- The ACLU conducted tests using Amazon’s Rekognition software and revealed that the software is not accurate enough for government use.
- Over 535 members of the Congress were matched against mugshots of 25,000 citizens, and 28 results turned out to be inaccurate.
- The ACLU believes that the software’s inaccuracy may end up costing the freedom of innocent citizens and should not be used in its current state.

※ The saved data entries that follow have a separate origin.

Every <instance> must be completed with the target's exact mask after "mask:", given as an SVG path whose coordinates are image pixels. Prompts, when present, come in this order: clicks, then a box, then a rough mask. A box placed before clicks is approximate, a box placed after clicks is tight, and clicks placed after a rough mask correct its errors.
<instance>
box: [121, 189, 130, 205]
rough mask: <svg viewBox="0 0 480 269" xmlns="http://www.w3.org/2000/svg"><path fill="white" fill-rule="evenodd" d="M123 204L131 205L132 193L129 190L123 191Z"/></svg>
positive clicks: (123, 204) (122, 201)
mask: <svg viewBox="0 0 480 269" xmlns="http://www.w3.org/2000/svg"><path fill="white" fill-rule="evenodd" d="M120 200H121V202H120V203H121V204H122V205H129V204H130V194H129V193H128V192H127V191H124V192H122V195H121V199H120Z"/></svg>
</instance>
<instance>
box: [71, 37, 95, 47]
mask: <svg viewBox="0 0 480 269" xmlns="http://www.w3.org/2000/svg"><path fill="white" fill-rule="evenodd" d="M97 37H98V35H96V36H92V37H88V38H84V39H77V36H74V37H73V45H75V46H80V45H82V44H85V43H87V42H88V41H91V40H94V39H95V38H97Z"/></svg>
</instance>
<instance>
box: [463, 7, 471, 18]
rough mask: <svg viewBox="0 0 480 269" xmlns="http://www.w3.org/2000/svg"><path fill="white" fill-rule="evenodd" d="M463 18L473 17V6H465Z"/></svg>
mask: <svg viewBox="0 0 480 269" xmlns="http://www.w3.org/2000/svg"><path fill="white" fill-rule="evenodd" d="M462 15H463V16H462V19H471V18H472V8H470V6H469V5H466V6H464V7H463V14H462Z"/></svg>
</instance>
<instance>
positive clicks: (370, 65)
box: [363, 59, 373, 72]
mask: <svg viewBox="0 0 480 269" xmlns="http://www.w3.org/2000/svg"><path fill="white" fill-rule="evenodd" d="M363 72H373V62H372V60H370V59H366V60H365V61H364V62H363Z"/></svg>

Amazon’s facial identification system Rekognition was used for a test, and the results are far from promising. The software fell short of expectations when the American Civil Liberties Union ran into 28 errors when testing it for over 500 faces against publicly available mugshots. The tests were conducted with the help of the Washington County Sheriff’s Department in Oregon. While Amazon is satisfied with the 95% threshold, the ACLU believes that the Rekognition app needs to avoid cases of false IDs.
The ACLU is concerned about the usage of Rekognition and believes that 80% recognition rates are fine for social media use cases, but for legal usage, Amazon needs to offer certainty with its Rekognition technology. Rekognition was first reported to be used by Orlando’s police force. Amazon charges only $12 a month for an entire department, making it an inexpensive solution for tracking persons of interest.
The ACLU revealed their opinion about the software recently stating that “An identification — whether accurate or not — could cost people their freedom or even their lives. Congress must take these threats seriously, hit the brakes, and enact a moratorium on law enforcement use of face recognition.” Amazon Rekognition is not the only first app of its kind with the London Metropolitan Police using similar software with 49 false matches for every hit. Amazon’s solution may be the most effective till date, but every inaccurate report can cause innocents being drawn into unwanted legal complications.
False positives can come up for any facial ID software, and Rekognition is no different. If police authorities want to use such applications, they need to check each and every result to confirm a match manually. Rekognition also raises the question about public privacy with mugshots of citizens taken by the cameras being publicly available.